İftardan sonra Antalyalıların uğrak yeri olan Karaalioğlu Parkı'ndaki gıda stantları maalesef şenliklere gölge düşürüyor. Çuval içindeki kuruyemişi avuçlayanlar, su içindeki peynire dalanlar... Daha fazla örnek vererek sizi yemekten soğutmak istemiyorum.

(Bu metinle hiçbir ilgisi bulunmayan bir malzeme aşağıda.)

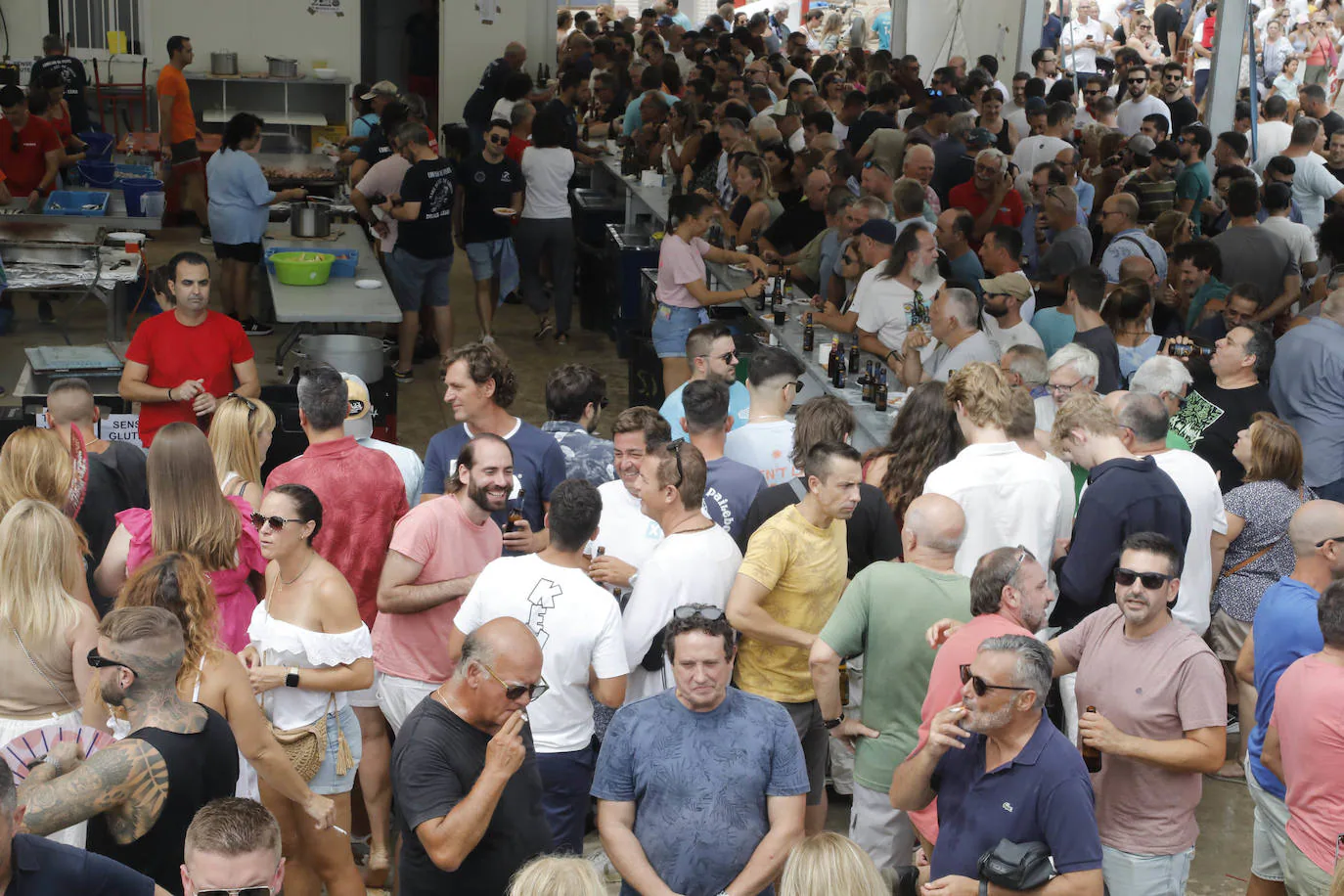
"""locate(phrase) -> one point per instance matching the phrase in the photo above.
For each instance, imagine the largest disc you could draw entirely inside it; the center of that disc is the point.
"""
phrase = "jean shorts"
(419, 281)
(327, 782)
(671, 327)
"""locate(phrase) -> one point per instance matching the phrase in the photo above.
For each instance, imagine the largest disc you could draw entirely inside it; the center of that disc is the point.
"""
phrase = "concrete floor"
(1222, 856)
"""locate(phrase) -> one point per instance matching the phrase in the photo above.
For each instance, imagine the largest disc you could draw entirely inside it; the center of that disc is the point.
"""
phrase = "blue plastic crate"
(71, 202)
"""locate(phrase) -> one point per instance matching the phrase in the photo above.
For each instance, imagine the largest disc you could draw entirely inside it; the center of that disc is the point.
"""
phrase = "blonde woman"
(45, 632)
(240, 437)
(827, 864)
(189, 514)
(557, 876)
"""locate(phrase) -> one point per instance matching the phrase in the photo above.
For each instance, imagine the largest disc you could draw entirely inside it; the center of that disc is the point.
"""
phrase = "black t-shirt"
(435, 762)
(1211, 420)
(428, 183)
(796, 227)
(72, 74)
(487, 187)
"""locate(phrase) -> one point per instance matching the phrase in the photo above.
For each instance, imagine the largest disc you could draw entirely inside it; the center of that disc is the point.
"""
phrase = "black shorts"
(247, 252)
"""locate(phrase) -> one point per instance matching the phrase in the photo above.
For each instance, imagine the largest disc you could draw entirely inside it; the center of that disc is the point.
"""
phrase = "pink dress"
(233, 596)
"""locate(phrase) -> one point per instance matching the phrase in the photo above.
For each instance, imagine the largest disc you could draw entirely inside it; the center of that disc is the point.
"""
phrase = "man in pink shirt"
(435, 553)
(1008, 596)
(1304, 745)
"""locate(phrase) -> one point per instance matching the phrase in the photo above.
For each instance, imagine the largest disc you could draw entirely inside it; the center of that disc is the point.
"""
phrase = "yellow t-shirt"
(805, 568)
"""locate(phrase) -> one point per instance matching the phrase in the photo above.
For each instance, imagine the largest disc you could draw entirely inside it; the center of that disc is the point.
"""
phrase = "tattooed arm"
(128, 782)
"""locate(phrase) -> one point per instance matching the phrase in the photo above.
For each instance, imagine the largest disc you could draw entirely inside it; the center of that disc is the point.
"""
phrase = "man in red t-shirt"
(989, 195)
(184, 360)
(29, 150)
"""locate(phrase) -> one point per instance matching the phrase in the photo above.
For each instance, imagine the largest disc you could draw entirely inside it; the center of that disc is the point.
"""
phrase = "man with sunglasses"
(1159, 719)
(466, 770)
(578, 626)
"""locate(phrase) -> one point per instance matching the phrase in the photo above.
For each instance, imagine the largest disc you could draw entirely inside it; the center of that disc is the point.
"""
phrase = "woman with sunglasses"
(308, 649)
(240, 437)
(189, 514)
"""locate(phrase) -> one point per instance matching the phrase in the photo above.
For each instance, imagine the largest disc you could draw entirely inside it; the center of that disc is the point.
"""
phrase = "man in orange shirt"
(178, 132)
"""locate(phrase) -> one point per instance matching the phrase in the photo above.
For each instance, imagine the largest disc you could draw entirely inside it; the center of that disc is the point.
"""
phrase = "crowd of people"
(1105, 531)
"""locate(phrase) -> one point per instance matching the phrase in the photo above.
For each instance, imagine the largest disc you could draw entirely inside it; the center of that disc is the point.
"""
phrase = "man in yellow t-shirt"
(789, 582)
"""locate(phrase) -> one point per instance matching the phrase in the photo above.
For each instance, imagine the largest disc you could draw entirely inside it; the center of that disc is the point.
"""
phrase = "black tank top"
(201, 767)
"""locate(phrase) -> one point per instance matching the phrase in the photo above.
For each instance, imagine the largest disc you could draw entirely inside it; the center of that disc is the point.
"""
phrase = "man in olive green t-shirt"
(891, 605)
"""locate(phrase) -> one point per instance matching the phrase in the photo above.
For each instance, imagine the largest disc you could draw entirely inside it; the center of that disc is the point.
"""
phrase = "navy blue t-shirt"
(1042, 794)
(538, 467)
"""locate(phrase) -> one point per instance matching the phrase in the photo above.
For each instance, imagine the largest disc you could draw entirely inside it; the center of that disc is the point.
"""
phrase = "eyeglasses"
(980, 686)
(274, 521)
(1150, 580)
(515, 690)
(104, 662)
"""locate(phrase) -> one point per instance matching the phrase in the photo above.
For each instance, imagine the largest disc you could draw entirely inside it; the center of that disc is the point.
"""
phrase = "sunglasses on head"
(1150, 580)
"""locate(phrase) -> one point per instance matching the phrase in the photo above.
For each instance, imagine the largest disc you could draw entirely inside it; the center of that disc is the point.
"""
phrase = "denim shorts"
(671, 327)
(327, 782)
(419, 281)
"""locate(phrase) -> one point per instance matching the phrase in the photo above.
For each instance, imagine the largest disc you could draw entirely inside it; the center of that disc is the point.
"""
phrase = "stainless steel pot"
(280, 67)
(223, 62)
(363, 356)
(311, 218)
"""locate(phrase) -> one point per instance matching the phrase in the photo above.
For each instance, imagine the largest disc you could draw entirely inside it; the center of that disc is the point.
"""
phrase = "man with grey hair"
(894, 676)
(952, 317)
(1039, 790)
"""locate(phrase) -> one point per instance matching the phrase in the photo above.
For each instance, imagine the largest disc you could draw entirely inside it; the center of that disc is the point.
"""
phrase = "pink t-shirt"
(945, 690)
(680, 263)
(234, 598)
(1157, 688)
(1309, 716)
(449, 546)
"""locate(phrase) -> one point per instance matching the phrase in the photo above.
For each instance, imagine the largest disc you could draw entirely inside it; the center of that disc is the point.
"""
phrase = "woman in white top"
(546, 231)
(240, 437)
(308, 649)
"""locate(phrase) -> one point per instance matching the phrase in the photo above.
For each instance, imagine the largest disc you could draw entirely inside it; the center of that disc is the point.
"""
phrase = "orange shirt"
(182, 124)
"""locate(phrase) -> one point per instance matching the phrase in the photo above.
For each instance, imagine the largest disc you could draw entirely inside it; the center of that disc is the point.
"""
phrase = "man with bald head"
(1285, 630)
(894, 676)
(464, 770)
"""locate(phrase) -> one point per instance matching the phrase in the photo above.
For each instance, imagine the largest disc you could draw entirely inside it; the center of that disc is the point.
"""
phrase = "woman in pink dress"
(190, 515)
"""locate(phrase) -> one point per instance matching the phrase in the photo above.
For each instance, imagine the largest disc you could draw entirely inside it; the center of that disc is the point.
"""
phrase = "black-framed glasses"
(1150, 580)
(104, 662)
(274, 521)
(515, 690)
(980, 686)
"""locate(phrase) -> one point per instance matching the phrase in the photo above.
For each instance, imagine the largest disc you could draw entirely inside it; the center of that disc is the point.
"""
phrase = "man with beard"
(1038, 791)
(1161, 720)
(435, 553)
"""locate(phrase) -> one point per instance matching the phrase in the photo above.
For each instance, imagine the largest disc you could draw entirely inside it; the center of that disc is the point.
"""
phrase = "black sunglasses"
(980, 686)
(1150, 580)
(104, 662)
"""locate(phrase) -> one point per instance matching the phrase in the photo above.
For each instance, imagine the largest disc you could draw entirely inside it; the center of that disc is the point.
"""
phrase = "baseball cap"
(879, 230)
(359, 420)
(1012, 284)
(381, 89)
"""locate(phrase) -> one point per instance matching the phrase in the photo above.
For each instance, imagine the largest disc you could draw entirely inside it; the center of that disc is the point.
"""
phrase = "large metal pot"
(223, 62)
(363, 356)
(281, 67)
(311, 218)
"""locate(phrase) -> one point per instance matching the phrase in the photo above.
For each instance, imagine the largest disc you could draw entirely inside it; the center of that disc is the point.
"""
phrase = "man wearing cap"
(359, 425)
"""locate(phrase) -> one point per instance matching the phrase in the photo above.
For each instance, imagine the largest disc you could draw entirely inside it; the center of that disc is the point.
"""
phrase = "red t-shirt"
(363, 495)
(175, 352)
(25, 166)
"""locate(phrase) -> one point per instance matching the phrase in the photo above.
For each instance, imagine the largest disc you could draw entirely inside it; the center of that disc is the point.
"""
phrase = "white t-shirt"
(1199, 486)
(578, 625)
(1008, 496)
(768, 446)
(687, 567)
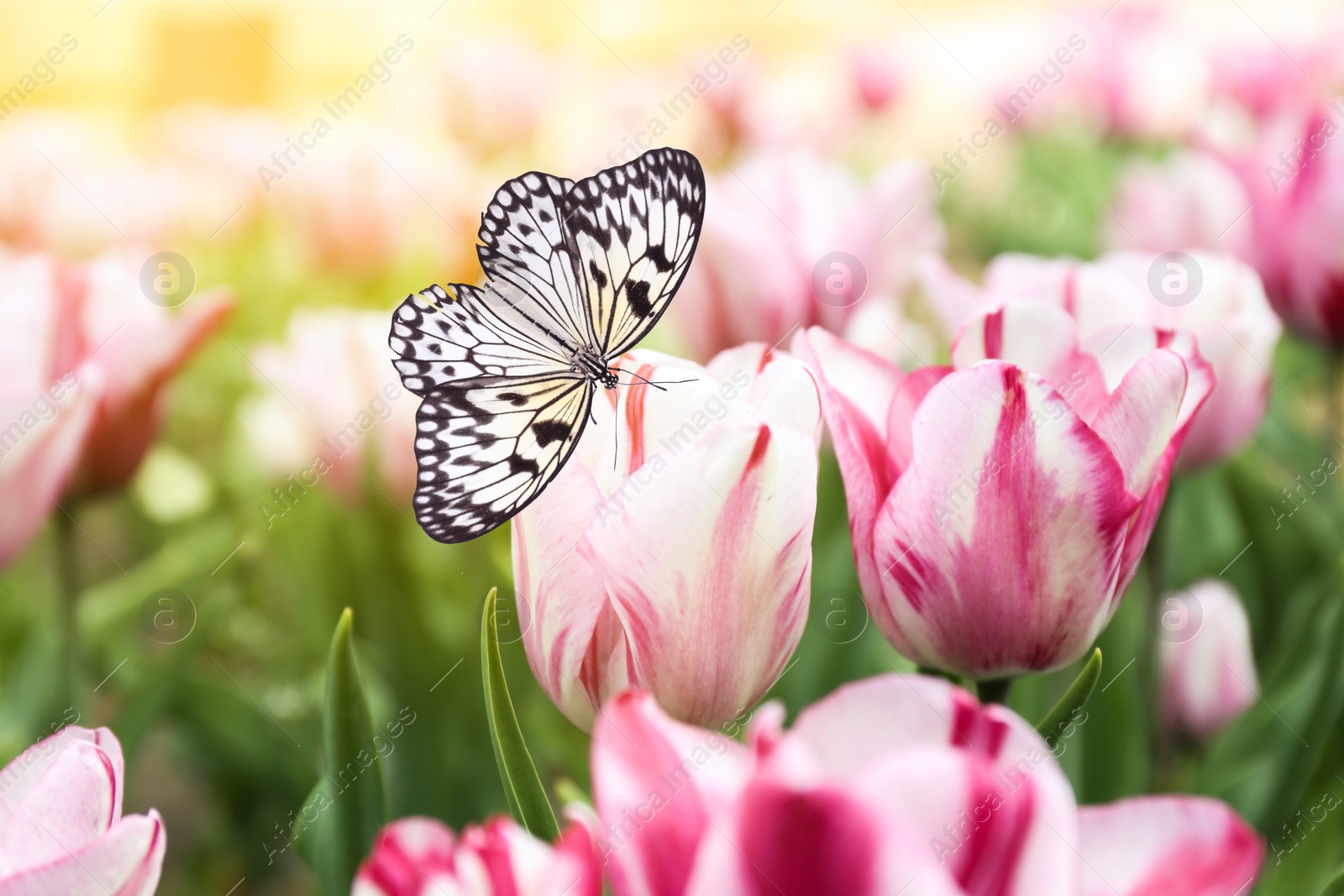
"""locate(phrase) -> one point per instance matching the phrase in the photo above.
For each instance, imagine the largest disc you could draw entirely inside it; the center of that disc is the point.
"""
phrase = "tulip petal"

Bu satıcılar neye göre belirleniyor, kim denetliyor merak ediyorum. Şunu da belirteyim bu sorun sadece bugünkü büyükşehir yönetiminin sorunu değil. Menderes Türel döneminde de Mustafa Akaydın döneminde de aynı görüntülerle karşılaştık ve o zaman da uyarımızı yaptık ama dikkate alınmadı. Umarım bundan sonra daha dikkatli olunur
****
ALANYA BELEDİYESİ BAĞIŞLARA GÖZ DİKTİ
MHP’li Alanya Belediyesi'nin, vatandaşların ihtiyaç sahipleri için bağışladığı kıyafetleri ihale ile sattığı ortaya çıktı. MHP'li başkan Adem Murat Yücel, uygulamayı “Milli ekonomiye kazandırıyoruz” diye savundu. Bu, Yücel'in ilk vukuatı değil. Alanya Belediyesi yakın tarihte hayvan barınağındaki fiziki yetersizlik ve barınaktaki köpek ölümleri ile gündeme gelmiş, Başkan Yücel, hayvanseverlerin tepkisine kulak tıkamıştı. Aynı başkan şimdi yurttaşın bağışladığı kıyafetlere göz dikti. İnsanların yardımlaşma duygusuyla bağışladığı giysilerin ranta dönüştürülmesi vicdanen doğru değil. Manevi duygular ranta dönüştürülmemeli.
****
TANEYLE DOMATES, BİBER!
Ne olacak bu memleketin hali... Rusya-Ukrayna savaşı Türkiye'yi domine etti. Turizmci kaygılı; üretici, halci, ihracatçı kaygılı. Geçtiğimiz haftalarda savaştaki Rusya'dan 5 gemi ayçiçek yağı gelişini uzaya astronot gönderiyormuş gibi kutladık. Vay anam vay... Kendi kendine yetebilen ülke konumundan, savaştaki bir ülkeden yardım medet umar hala gelmek... Ve bunu da iyi bir şeymiş gibi sunmak.
'Daha kötüsü olamaz' derken geçtiğimiz günlerde sosyal medyaya düşen fotoğraf, 'Dibi görmediğimizi' gösterdi. Tane ile domates, biber, patlıcan satıldığına şahit olduk. Biz tarım ülkesiydik dimi, kimseye ihtiyacımız yoktu... Gerçekten de öyleymiş!